Introduction: Rapid firing originating within pulmonary veins (PVs) initiates atrial fibrillation (AF). The following studies were performed to evaluate spontaneous PV firing in patients with AF to distinguish focal versus reentrant mechanisms.
Methods: Intracardiac recordings were obtained in 18 patients demonstrating paroxysmal AF. Microelectrode (ME) recordings were obtained from superfused canine PV sleeves (N = 48).
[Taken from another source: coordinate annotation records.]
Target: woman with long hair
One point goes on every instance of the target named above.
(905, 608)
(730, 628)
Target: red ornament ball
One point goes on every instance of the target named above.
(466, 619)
Results: Spontaneous PV firing (566 ± 16 bpm; 127 ± 6 ms cycle length) giving rise to AF (52 episodes) was observed. Tachycardia-pause initiation was present in 132 of 200 episodes of rapid PV firing and 34 of 52 AF episodes. The pause cycle length preceding PV firing was 1,039 ± 86 ms following tachycardia (420 ± 40 ms cycle length). The remaining episodes were initiated following a 702 ± 32 ms pause during sinus rhythm (588 ± 63 ms). Spontaneous firing recorded with a multipolar mapping catheter did not detect electrical activity bridging the diastolic interval between the initial ectopic and preceding post-pause sinus beat. Tachycardia-pause initiated PV firing (138 ± 7 ms coupling interval) in patients correlated with tachycardia-pause enhanced isometric force, early afterdepolarization (EAD) amplitude, and triggered firing within canine PVs. Rapid firing (1,172 ± 134 bpm; 51 ± 8 ms cycle length) following an abbreviated coupling interval (69 ± 12 ms) was initiated in 13 of 18 canine PVs following tachycardia-pause pacing during norepinephrine + acetylcholine superfusion. Stimulation selectively activating local autonomic nerve terminals facilitated tachycardia-pause triggered firing in canine PVs (5 of 15 vs 0 of 15; P < 0.05).
Conclusions: The studies demonstrate (1) tachycardia-pause initiation of rapid, short-coupled PV firing in AF patients and (2) tachycardia-pause facilitation of isometric force, EAD formation, and autonomic-dependent triggered firing within canine PVs, suggestive of a common arrhythmia mechanism.